Siempre pienso en esa gran entrada cuando leo estos versículos en Salmos 24. ¡Abre las puertas! ¡Me imagino que esas Puertas del Este de Jerusalén selladas se abrieron de par en par y el Rey de Reyes hizo avergonzar la entrada de Cleopatra! Qué gran entrada seguro.
¡Ábrete, puertas antiguas! Ábrete, puertas antiguas, y deja entrar al Rey de gloria. ¿Quién es el rey de la gloria? El Señor, fuerte y poderoso; El Señor, invencible en la batalla. ¡Abran, puertas antiguas! Ábrete, puertas antiguas, y deja entrar al Rey de gloria. ¿Quién es el rey de la gloria? Los ejércitos del Señor de los cielos: él es el Rey de la gloria. "Salmos 24: 7-10 NTV
¡El señor de los ejércitos de ángeles! Qué descripción tan sorprendente, ¿verdad? ¿Pero crees que quizás David haya estado hablando de las puertas de nuestros corazones? Los versos justo antes de esto parecen indicar una caminata más personal con Dios, algo que tal vez estamos haciendo en lugar de mirar.

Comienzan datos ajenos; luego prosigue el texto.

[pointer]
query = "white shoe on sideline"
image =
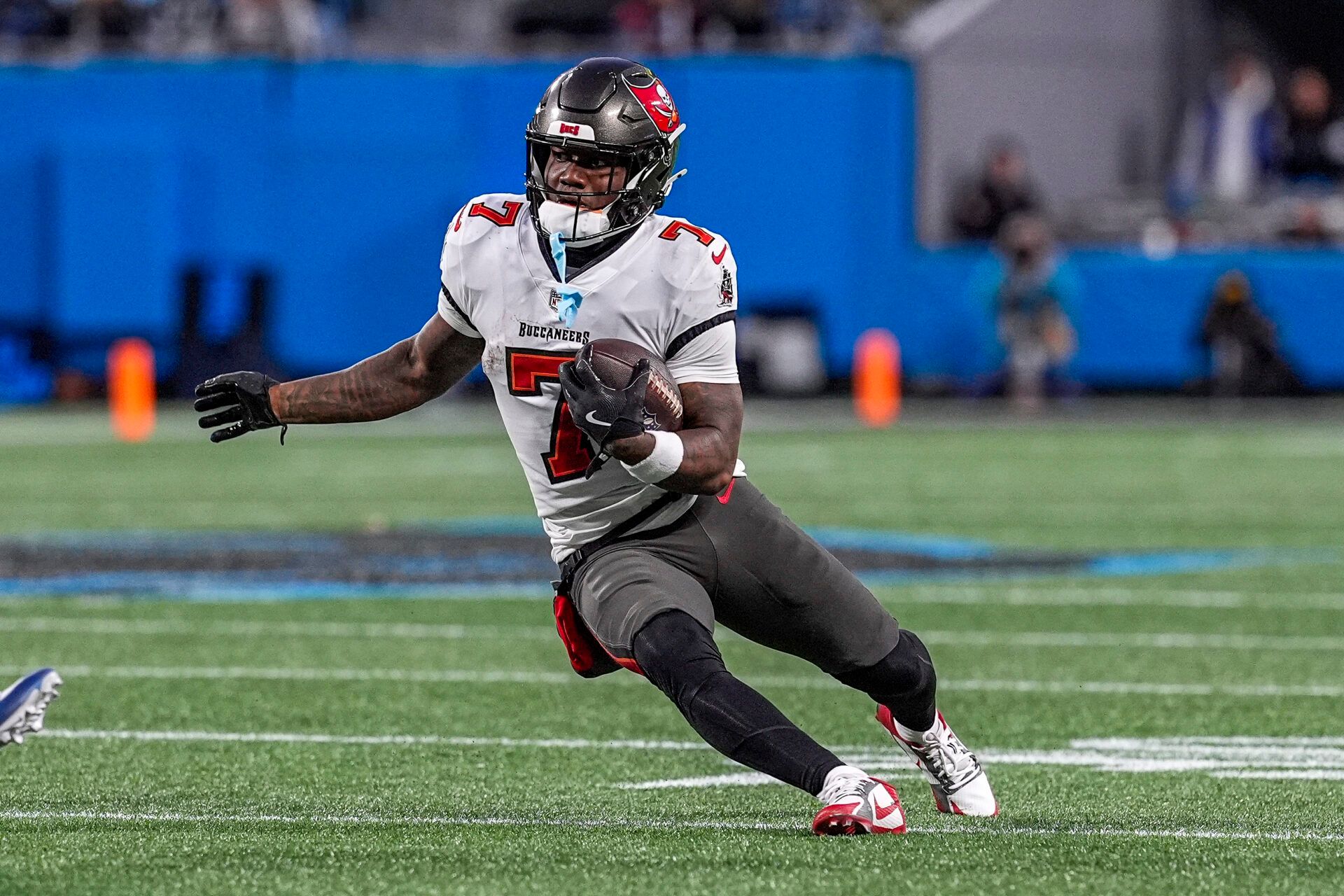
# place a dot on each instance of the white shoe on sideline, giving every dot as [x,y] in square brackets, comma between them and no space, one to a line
[23,704]
[955,776]
[859,805]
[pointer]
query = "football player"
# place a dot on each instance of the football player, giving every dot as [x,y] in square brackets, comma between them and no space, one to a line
[657,535]
[24,703]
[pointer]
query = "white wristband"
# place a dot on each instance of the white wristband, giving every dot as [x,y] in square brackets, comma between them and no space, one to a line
[666,458]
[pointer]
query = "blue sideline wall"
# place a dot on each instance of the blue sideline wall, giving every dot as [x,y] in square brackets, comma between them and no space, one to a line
[343,178]
[340,179]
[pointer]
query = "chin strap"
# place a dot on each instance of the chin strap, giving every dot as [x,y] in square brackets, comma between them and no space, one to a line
[570,298]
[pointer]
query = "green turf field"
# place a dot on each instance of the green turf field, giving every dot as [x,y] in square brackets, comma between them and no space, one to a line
[1163,734]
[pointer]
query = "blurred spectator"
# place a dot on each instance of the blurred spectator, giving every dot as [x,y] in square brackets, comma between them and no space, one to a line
[1031,290]
[105,26]
[1313,136]
[1242,343]
[183,29]
[1228,139]
[1002,191]
[286,29]
[27,23]
[657,27]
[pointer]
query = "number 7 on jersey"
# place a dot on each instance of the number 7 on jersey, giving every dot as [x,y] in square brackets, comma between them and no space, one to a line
[569,454]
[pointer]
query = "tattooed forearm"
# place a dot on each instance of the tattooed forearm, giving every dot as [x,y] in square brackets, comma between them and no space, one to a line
[388,383]
[713,428]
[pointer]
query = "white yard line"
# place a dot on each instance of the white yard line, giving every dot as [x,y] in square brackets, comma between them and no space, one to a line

“¿Quién puede escalar la montaña del Señor? ¿Quién puede estar en su lugar santo? Solo aquellos cuyas manos y corazones son puros, que no adoran ídolos y nunca dicen mentiras. Recibirán la bendición del Señor y tendrán una relación correcta con Dios, su salvador. Estas personas pueden buscarte y adorarte en tu presencia, oh Dios de Jacob ”. Salmos 24: 3-6 NTV
¡Dios de Jacob, ayúdanos a asegurarnos de que nuestras puertas estén abiertas para ti! Queremos que siempre tenga una entrada en nuestros corazones, mentes y vidas. Enséñanos a mantener nuestros corazones y nuestras manos puras porque queremos recibir tu bendición y tener esa relación correcta contigo. Qué glorioso es caminar contigo todos los días. Te adoramos y nuestro deseo es acercarnos cada vez más a ti en este nuevo año. ¡Te alabamos y abrimos las puertas de par en par! Amén y amén.